# November - Mid FL



## jgstephenson (Nov 14, 2008)

Coming down from the Atlanta area and wanting to find a day or so of fishing on the way down to lower Fl....that 11 hour drive is awful.

Can anyone tell me how things are in the area near the Orlando band across the state? I have always wated to try Stickmarsh or the mid-lower St Johns river. Will this be a good-bad time of year?

Thanks!


----------



## anytide (Jul 30, 2009)

Are you bringing your micro? ,solo?, on foot? -dont know a lot about east coast area ,i would try the 'goon @ that time for reds /trout ,someone on here will help you,,across the state/ Tampa-gulf coast I can point you in the right direction ,november is perfect ,theres always somewhere to go ... pick the dates/tell me what your looking for,,I'll put you on them ,we got some of these in november  ;D-good luck
                                     -anytide


----------



## anytide (Jul 30, 2009)

-or THEEESE !!! ;D
-anytide


----------



## jgstephenson (Nov 14, 2008)

I will be bringing my copperhead skiff and will have a good bit of time for a change.

Would like to stop for a day somewhere in the M.L. area to break up the trip. With this recent front, I am thinking that schooling Reds may be over though?

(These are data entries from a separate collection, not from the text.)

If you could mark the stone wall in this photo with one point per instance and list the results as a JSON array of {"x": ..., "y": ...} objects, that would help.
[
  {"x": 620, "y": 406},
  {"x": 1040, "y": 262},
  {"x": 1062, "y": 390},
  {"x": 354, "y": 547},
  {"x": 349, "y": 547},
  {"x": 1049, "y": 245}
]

St. Johns River or Stick Marsh?

I will be down the week of Nov. 9.

Thanks!


----------



## tom_in_orl (Dec 9, 2006)

Do you know what day?


----------



## jgstephenson (Nov 14, 2008)

Leaving Atlanta on Sunday Nov 8 and fishing on the 9th. Then on down to Miami area.


----------



## tom_in_orl (Dec 9, 2006)

Man, If I had Mondays off I would be happy to meet up with you but work is just too busy. Still its a great day to fish the Mosquito Lagoon. I would be happy to mark some spots on a map for you. Just let me know.


----------



## jgstephenson (Nov 14, 2008)

I would appreciate that very much, Tom.

I only get down your way like once a year, so you wouldn't head out and see me sitting on your favorite spot. 

I have tried the upper lagoon before with not much sucess. My boat will launch just about anywhere and I have 4 wheel drive.

Thank you!


----------



## anytide (Jul 30, 2009)

If your in the area -north indian river, scottsmoore landing ramp @ huntington ave. in scottsmoore 10 miles n. of titusville,,,, i fish there this time of year ,,lots o reds 
good luck -anytide


----------